You left out an important part of the quotation from Harris: "The flattering attention with which I have been honored at his Court, as the Agent of a Nation for whose Government his Majesty has personally expressed to me his high esteem, and the wisdom and prudence of whose measures, his Ministers have assured me, were a subject on which he frequently dwelt with interest, are a communication not less agreeable to me to make personally to your Excellency.
I have been induced to avail myself of this occasion to present to your Exclly. a bust of the Prince whose Character I have attempted to eulogize ... "
It's pretty clear that the bust was sent through Harris to Jefferson, but the original source was the Emperor. He was induced by the Emperor, not some weird feelings he had for Jefferson. It's not as if they were selling plaster busts of the Emperor and Harris went to buy one; it had to be commissioned. The only person who could have done that, considering the original was the Emperor's property, was the Emperor himself.
I am well aware of the whole quote and there is nothing dispositive in your citation that the bust came from the emperor. If the Czar wanted to send a gift to the president of the United States it certainly would have been an official act. Regardless, it's still a token item of de minimis value, especially in a world without photographs.

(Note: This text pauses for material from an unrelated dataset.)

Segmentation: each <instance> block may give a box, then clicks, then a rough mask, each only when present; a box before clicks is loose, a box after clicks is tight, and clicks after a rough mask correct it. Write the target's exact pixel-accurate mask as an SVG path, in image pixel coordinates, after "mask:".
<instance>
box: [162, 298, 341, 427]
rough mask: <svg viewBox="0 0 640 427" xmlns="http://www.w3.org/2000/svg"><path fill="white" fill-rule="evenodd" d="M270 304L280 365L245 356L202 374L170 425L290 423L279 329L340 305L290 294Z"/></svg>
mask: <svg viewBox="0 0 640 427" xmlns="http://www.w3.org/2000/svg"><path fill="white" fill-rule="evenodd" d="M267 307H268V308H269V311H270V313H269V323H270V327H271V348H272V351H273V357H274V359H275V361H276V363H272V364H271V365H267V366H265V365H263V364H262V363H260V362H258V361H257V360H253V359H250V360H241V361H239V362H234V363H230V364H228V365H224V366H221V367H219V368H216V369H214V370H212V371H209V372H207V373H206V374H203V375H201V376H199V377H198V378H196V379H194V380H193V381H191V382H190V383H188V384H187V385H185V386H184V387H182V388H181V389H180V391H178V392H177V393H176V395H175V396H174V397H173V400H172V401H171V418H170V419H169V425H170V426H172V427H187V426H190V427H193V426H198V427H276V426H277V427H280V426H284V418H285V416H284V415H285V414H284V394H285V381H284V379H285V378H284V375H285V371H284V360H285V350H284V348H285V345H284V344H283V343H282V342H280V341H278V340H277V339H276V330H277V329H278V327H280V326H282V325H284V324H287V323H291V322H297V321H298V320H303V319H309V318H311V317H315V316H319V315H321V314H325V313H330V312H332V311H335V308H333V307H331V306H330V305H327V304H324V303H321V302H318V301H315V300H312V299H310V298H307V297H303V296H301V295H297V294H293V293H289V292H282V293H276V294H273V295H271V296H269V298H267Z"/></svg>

"...a communication not less agreeable to me to make personally to your Excellency" indicates that the Emperor induced Harris. Otherwise there was no communication from the Emperor, while Harris said there was. There's also this part: "... and of being the medium of conveying to my Government the most signal proofs of his regard for the United States" right before the whole passage.
How would Harris have come into possession of a plaster copy of a marble bust kept by the Emperor? They didn't just make those for commerce. It had to have come from the Emperor, however indirectly. There's no reason that it would have been an official act: the US was unpopular with most of the Russian nobility after independence was achieved and we hadn't formalized relations yet.
Again, nothing requires the gift to be valuable. Symbolic gifts are covered as well.
Yes — an absolute monarch of vast power and wealth is going to send a small, throwaway, plaster copy bust of himself to another head of state, and do it via a diplomatic functionary. In the diplomacy of the day, this would only be conceived as a massive insult to Jefferson.
Gormadoc, I don't know who Hennessey is, but he knows enough about putting history in context that you probably ought to sign off. You aren't going to beat him.
You really think in an absolute monarchy like period Russia they WEREN'T selling busts of the Czar in ever street market in St. Petersburg?
I take it that the "mischief" argument didn't go over so well?
The notion that the founding fathers, who were so obviously concerned about corruption in the federal government, and equally concerned with the power of the executive, would have intended to exempt the president himself from anti-corruption strictures, is far and away the stupidest, most ludicrous "originalist" claim ever invented. And that's saying a lot. Moreover this argument has been exhaustively debunked by John Mikhail et al. https://balkin.blogspot.com/2019/09/the-2018-seegers-lecture-emoluments-and.html
But in the service of defending President Trump, no bullshit argument is too far-fetched. Tillman and Blackman should be ashamed.
Unironic standing ovation.
But _why_ would the Founders have wanted to exclude elected officials? Is there any good reason to do so?